Travelling back to the beginning of time is something I never thought I’d write about, as I am not Doctor Who, Marty McFly or Hermione Granger. But when I visited Olduvai Gorge I actually visited the place where human life began, without even setting foot in the TARDIS.
Located in the Great Rift Valley in Tanzania, Olduvai Gorge is the place where the origins of humankind were discovered. It is widely considered as the most important prehistoric site in the world as it holds the earliest evidence of the existence of human ancestors.
Olduvai Gorge was formed about 30,000 years ago by aggressive geological activity and streams which erupted through volcanic activity. The area, situated between the Ngorongoro Crater and the Serengeti, is named after a Maasai word for a plant which grows in the area. It is also known as Oldupai Gorge.

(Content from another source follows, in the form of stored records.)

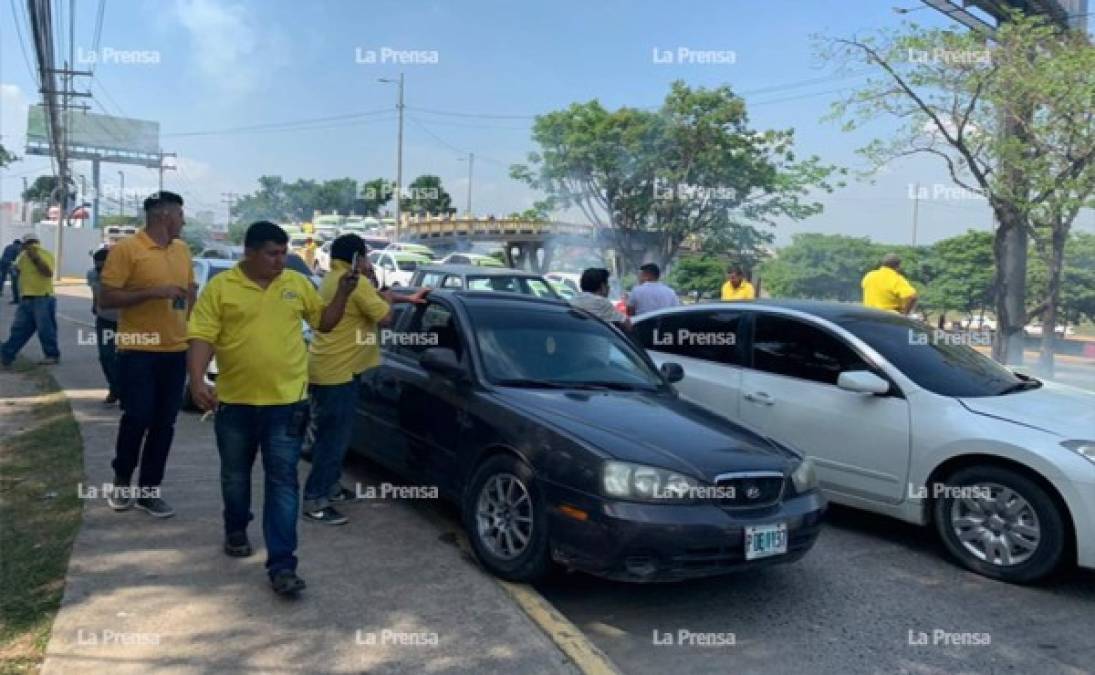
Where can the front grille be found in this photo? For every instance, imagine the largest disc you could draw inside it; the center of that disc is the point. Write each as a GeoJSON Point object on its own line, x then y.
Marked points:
{"type": "Point", "coordinates": [750, 489]}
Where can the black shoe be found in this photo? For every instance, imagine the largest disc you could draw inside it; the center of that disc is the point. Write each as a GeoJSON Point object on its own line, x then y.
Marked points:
{"type": "Point", "coordinates": [156, 507]}
{"type": "Point", "coordinates": [344, 494]}
{"type": "Point", "coordinates": [327, 515]}
{"type": "Point", "coordinates": [237, 545]}
{"type": "Point", "coordinates": [286, 582]}
{"type": "Point", "coordinates": [118, 499]}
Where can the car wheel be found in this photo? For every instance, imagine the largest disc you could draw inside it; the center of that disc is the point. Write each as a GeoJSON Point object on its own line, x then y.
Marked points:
{"type": "Point", "coordinates": [1000, 524]}
{"type": "Point", "coordinates": [504, 516]}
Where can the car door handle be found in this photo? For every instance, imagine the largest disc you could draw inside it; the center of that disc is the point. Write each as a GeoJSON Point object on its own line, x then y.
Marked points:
{"type": "Point", "coordinates": [760, 397]}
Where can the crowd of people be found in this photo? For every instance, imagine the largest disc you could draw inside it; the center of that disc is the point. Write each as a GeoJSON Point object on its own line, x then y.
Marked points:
{"type": "Point", "coordinates": [157, 336]}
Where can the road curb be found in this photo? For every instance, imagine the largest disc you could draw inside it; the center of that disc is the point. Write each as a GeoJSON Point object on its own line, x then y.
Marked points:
{"type": "Point", "coordinates": [566, 636]}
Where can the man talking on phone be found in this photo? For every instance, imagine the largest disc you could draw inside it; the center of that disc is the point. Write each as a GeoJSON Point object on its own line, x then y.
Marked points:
{"type": "Point", "coordinates": [251, 317]}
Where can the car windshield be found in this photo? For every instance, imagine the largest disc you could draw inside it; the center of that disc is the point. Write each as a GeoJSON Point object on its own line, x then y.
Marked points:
{"type": "Point", "coordinates": [556, 349]}
{"type": "Point", "coordinates": [943, 363]}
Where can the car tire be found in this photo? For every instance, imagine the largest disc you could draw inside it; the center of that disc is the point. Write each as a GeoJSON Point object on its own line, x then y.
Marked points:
{"type": "Point", "coordinates": [485, 504]}
{"type": "Point", "coordinates": [1034, 519]}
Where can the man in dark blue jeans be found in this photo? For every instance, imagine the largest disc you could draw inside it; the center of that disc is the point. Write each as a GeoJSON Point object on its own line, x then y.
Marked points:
{"type": "Point", "coordinates": [251, 317]}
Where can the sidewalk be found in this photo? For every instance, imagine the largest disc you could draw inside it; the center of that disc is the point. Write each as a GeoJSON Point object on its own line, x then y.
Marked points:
{"type": "Point", "coordinates": [388, 593]}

Here between layers of rock, that acted like a series of time capsules, paleoanthropologists unearthed hundreds of fossilised bones. The bones were found next to stone tools which had been shaped by human hands. It is estimated that the tools and bone fossils dated back approximately two million years.
Mary Leakey and Louis Leakey
The paleoanthropologist-archeologist team was led by British couple Louis Leakey and his wife Mary Leakey. The discoveries they made significantly changed the understanding of human evolution, leading to the conclusion that humans evolved in Africa.
Important discoveries made by Mary Leakey
Mary Leakey’s big discovery was in 1949. She found a partial skull fossil of Proconsul Africanus, an ancestor of apes and humans that later evolved into the two distinct species.
Her find was truly remarkable. The fossil, believed to be 18 million years old, was the first species of the primate genus to be discovered from the Miocene era.
After Louis Leakey died in 1972, Mary continued to research and hunt for fossils. In 1979, nearly two decades after finding the skull, she discovered a trail of early human footprints. The footprints, found at Laetoli about 30 miles from Olduvai Gorge, had been preserved in volcanic rock 3.6 millions years old. There were three separate tracks of a small-brained upright walking early hominid.
Imprints of these are displayed in the Olduvai Gorge museum.
The AGE-Old evolution and creationism debate
Visiting Olduvai Gorge leaves you with a weird feeling like you have indeed travelled back in time to the cradle of mankind. It also seems to support evolution 100 percent and laugh in the face of creationism. Saying this, as I was leaving the museum I overheard another visitor say to her friend: “You know, I don’t believe a word of it.” So I guess there are some people who just don’t want to believe in evolution even when faced with the facts.